The Skull
Based on a Robert Bloch story, The Skull (1965) is a metaphor of compulsion—the desire to acquire at all costs. Peter Cushing is excellent as the morally weak armchair student of evil who wants to add the Marquis de Sade’s skull to his collection. Why not—he already owns Bluebeard’s dagger. Christopher Lee co-stars as fellow devotee of the outré who tries to warn his friend. Can Cushing resist the irresistible urge to kill?
Resistance
The premise is improbable: D-Day fails and the Germans somehow rebound and capture Britain. But suspending that thought, Resistance is a fascinating story that eschews combat scenes and easy heroics in favor of the psychology of occupation, collaboration and refusal. Life in Nazi England becomes a moral gray zone. The setting is moody (and tense with silence) as a Brontë-sisters’ landscape of rural Britain. Resistance stars “Game of Thrones” actors Tom Wlaschiha and Iwan Rheon.
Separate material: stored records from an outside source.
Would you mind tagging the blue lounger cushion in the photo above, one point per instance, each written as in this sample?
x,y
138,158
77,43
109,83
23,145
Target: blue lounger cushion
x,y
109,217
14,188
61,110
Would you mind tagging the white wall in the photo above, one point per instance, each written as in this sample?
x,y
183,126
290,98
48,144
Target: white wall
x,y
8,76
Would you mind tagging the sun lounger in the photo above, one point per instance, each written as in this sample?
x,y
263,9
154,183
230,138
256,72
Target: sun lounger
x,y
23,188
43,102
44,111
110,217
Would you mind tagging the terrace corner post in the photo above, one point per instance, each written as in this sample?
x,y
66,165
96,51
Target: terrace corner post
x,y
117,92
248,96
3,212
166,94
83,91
Minimalism: A Documentary About the Important Things
Many people are forever hunting for bargains, keeping up with fads and shopping for the happiness that will always elude them. Matt D’Avella’s documentary Minimalism: A Documentary About the Important Things doesn’t refer to an aesthetic as much as a philosophy of life focused on owning only what is useful and joyful, turning off the enervating stimulus of advertising and—ultimately—escaping the prison of desire. D’Avella interviews sociologists and psychologists as well as Millennials disillusioned by the emptiness of consumption.
Tower
Massacres by lone gunmen on campus were unheard of in 1966 when a sniper climbed the University of Texas Tower in Austin and began shooting. Keith Maitland’s Tower is an inventive documentary interposing animation with television footage and the memories of survivors whose horror has mellowed into matter-of-fact recollection. The use of animation brings the subject to life (and archival footage is scarce). Remarkable is the bravery of ordinary people and first responders grappling with an unknown situation.